Based on a true story, Bart Layton's The Imposter, tells the story of Nicholas, a 13 year old, who went missing one night in San Antonio, Texas. Three and a half years later, he is found alive in Spain, with a story of how he was kidnapped, raped and tortured. His family is relieved to have him back, yet something is very strange about Nicholas. He speaks in a foreign accent, and doesn't look at all like he did 3 years ago. The Imposter is an unbelievable story about how one families deep felt grief, blinded them from the truth in front of them. While the story is incredible what sets this film apart from so many 'talking head" documentaries like it is it's cinematography. The Imposter uses poetic, beautiful imagery along with the chatter to create a mysterious, brooding, atmospheric mystery in which the emotional poignancy is just as strong as the mystery. Meticulously detailed, the film shows the story from perspective of every angle, including the family of the missing boy, the imposter himself, and the government officials just trying to put the pieces together.
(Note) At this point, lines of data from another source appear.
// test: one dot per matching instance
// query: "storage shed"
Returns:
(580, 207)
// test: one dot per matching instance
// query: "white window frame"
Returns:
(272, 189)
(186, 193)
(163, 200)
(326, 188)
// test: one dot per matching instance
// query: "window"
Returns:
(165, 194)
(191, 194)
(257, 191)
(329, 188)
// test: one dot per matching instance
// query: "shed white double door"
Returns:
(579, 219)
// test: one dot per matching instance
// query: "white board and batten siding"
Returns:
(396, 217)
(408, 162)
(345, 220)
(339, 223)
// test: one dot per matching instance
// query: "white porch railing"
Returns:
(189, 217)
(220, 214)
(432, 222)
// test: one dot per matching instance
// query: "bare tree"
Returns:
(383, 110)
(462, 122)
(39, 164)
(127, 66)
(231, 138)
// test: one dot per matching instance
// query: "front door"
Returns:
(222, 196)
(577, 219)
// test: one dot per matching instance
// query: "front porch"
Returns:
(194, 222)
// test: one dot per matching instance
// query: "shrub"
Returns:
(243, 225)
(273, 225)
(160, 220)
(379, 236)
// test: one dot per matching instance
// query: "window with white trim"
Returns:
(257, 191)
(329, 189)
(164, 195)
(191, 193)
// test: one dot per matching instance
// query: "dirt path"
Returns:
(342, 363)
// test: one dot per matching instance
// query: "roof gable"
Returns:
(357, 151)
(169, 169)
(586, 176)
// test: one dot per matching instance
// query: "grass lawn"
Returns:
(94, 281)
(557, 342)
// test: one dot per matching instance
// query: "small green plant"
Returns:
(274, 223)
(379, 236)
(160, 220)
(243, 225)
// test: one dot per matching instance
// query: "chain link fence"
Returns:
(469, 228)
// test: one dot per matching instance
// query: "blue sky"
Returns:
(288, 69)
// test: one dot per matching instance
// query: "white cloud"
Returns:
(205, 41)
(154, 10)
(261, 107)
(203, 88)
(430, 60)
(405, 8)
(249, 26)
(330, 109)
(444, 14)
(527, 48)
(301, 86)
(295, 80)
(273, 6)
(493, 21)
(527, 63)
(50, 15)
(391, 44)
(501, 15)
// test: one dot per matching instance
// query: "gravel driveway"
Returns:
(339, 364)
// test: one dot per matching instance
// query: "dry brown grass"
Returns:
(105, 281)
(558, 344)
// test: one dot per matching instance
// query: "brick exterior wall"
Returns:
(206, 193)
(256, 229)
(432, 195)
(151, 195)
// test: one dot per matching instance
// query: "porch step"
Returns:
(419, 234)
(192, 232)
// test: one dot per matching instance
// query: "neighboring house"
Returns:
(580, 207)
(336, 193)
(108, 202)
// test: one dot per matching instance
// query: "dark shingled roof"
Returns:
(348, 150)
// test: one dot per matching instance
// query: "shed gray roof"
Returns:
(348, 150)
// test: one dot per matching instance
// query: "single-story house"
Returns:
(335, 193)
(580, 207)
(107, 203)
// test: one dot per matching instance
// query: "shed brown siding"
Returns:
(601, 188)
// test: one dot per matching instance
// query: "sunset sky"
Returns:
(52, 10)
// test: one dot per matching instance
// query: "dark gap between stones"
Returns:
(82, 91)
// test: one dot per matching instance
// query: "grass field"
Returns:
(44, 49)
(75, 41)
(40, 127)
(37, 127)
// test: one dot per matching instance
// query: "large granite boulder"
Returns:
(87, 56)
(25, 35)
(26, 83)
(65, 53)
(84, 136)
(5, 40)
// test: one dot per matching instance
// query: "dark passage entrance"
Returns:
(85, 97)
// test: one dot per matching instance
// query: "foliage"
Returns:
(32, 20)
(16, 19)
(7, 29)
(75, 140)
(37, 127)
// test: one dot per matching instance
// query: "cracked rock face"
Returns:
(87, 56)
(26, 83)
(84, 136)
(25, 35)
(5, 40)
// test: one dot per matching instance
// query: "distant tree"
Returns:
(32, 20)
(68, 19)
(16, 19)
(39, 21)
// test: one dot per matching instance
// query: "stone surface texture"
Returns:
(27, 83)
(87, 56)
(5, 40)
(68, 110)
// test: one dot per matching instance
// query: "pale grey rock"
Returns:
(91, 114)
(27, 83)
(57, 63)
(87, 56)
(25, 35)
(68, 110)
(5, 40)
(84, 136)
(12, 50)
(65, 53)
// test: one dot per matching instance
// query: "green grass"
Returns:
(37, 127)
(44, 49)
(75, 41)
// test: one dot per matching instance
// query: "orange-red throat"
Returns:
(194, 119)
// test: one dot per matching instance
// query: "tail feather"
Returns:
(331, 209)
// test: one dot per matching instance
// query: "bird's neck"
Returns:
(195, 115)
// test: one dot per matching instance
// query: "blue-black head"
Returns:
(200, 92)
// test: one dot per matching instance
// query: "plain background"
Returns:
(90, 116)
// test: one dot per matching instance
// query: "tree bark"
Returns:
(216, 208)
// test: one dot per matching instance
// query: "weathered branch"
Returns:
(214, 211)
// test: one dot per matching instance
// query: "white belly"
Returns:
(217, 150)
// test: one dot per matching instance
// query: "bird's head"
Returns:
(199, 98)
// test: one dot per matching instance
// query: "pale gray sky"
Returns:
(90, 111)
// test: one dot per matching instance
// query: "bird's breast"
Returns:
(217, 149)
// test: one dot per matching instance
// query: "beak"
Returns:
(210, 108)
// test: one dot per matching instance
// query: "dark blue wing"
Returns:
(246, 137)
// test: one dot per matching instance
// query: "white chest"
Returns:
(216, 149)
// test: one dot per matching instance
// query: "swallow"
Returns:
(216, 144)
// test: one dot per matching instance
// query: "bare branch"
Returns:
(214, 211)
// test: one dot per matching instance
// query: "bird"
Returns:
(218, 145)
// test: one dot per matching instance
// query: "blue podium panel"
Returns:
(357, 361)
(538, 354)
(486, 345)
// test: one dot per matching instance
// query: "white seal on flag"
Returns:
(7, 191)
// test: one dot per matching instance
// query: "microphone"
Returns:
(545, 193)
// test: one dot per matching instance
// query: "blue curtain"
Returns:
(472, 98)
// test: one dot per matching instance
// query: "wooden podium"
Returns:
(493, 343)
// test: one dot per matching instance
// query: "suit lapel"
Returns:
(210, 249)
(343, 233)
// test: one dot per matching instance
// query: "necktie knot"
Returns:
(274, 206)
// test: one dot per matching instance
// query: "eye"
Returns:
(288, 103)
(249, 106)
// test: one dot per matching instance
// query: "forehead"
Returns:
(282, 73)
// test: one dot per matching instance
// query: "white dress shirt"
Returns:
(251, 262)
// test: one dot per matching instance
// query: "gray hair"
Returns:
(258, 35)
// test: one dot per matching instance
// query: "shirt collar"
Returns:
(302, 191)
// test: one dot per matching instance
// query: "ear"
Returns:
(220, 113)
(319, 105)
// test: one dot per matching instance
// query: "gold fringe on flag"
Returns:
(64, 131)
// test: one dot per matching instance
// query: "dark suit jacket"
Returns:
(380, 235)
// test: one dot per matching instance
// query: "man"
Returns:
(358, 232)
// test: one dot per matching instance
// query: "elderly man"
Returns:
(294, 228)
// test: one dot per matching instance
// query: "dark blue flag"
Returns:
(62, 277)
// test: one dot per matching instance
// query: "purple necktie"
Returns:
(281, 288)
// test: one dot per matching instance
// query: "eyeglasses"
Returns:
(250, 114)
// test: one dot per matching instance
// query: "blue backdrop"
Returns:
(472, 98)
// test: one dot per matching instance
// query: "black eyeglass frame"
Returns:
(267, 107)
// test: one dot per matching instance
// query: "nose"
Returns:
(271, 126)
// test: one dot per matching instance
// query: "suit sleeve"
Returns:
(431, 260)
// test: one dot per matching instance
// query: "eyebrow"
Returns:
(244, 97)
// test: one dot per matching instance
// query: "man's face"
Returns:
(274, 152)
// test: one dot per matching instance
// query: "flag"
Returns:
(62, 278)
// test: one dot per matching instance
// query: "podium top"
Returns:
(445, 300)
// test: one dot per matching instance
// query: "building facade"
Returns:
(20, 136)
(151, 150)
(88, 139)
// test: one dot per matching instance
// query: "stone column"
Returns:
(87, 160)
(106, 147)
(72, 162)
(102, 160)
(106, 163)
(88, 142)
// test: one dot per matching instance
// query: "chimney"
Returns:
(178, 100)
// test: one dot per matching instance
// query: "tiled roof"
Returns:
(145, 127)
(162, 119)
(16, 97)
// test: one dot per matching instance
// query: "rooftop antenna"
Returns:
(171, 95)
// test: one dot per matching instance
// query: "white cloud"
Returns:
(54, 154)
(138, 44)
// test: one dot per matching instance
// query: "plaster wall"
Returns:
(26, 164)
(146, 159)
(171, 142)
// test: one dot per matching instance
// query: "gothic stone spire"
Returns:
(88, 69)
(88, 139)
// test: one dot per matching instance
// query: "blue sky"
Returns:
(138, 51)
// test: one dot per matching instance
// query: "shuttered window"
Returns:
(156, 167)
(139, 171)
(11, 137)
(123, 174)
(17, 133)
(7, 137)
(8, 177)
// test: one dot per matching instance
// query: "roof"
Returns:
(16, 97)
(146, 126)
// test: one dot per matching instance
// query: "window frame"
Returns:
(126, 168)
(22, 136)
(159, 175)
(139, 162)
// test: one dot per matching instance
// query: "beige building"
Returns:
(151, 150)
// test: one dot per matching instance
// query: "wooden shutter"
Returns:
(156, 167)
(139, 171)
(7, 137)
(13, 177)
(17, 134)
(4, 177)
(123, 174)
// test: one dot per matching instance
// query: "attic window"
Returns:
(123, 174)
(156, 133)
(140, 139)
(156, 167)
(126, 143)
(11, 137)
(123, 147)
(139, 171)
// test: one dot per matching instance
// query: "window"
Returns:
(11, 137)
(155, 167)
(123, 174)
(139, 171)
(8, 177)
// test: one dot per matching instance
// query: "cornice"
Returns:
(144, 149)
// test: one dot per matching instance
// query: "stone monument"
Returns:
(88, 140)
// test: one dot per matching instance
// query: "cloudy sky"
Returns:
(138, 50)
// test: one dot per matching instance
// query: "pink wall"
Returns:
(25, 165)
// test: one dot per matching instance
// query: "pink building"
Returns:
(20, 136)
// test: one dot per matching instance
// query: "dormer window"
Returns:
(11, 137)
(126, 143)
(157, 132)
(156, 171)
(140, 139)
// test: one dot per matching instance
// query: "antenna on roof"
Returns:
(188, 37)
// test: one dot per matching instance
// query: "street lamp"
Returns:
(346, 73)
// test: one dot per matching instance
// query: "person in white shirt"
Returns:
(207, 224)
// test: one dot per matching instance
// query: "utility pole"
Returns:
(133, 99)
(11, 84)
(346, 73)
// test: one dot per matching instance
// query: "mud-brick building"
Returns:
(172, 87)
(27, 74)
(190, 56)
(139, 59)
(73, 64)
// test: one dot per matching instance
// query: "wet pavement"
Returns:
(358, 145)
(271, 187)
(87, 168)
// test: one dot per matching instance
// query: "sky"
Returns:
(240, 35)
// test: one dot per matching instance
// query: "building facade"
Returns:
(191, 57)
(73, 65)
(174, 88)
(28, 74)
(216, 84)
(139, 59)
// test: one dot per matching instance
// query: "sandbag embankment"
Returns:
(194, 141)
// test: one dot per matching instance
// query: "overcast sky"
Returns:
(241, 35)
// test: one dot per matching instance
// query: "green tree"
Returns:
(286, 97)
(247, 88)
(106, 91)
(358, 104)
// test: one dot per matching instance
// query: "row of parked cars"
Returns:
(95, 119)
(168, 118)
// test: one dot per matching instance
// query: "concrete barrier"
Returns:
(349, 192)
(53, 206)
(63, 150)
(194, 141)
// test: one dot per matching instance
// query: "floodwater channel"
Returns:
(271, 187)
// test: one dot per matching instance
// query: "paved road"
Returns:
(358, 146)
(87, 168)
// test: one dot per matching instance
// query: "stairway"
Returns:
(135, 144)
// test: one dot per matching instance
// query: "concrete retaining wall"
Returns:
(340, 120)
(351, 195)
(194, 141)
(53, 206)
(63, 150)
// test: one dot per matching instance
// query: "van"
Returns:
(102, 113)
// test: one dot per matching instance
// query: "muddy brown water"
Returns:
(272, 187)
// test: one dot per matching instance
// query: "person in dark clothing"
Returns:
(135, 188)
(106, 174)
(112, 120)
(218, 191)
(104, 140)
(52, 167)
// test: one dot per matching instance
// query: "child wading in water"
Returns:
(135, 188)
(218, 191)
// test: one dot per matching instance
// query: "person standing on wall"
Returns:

It's amazing how many little things had to go right for all of this to take place, with the film laying out all the details beautifully. It is fascinating to see how this families jubilation clouded their judgement as they blindly accepted this stranger as their son/brother/nephew. Towards the end, the film even manipulates the viewer, making you question the truth behind Nicholas' disappearance, much like the imposter did in this story. A great documentary that is guaranteed to keep you on the edge of your seat.